A node must be able to access more than half of the voting disks at any time. For example, let’s have a two node cluster with an even number of let’s say 2 voting disks. Let Node1 is able to access voting disk1 and Node2 is able to access voting disk2. This means that there is no common file where clusterware can check the heartbeat of both the nodes.  If we have 3 voting disks and both the nodes are able to access more than half i.e. 2 voting disks, there will be at least on disk which will be accessible by both the nodes.

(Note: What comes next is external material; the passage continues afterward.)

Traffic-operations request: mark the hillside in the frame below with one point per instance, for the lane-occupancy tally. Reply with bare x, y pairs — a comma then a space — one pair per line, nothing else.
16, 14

The clusterware can use that disk to check the heartbeat of both the nodes. Hence, each node should be able to access more than half the number of voting disks. A node not able to do so will have to be evicted from the cluster by another node that has more than half the voting disks, to maintain the integrity of the cluster. After the cause of the failure has been corrected and access to the voting disks has been restored, you can instruct Oracle Clusterware to recover the failed node and restore it to the cluster.
   Loss of more than half your voting disks will cause the entire cluster to fail!!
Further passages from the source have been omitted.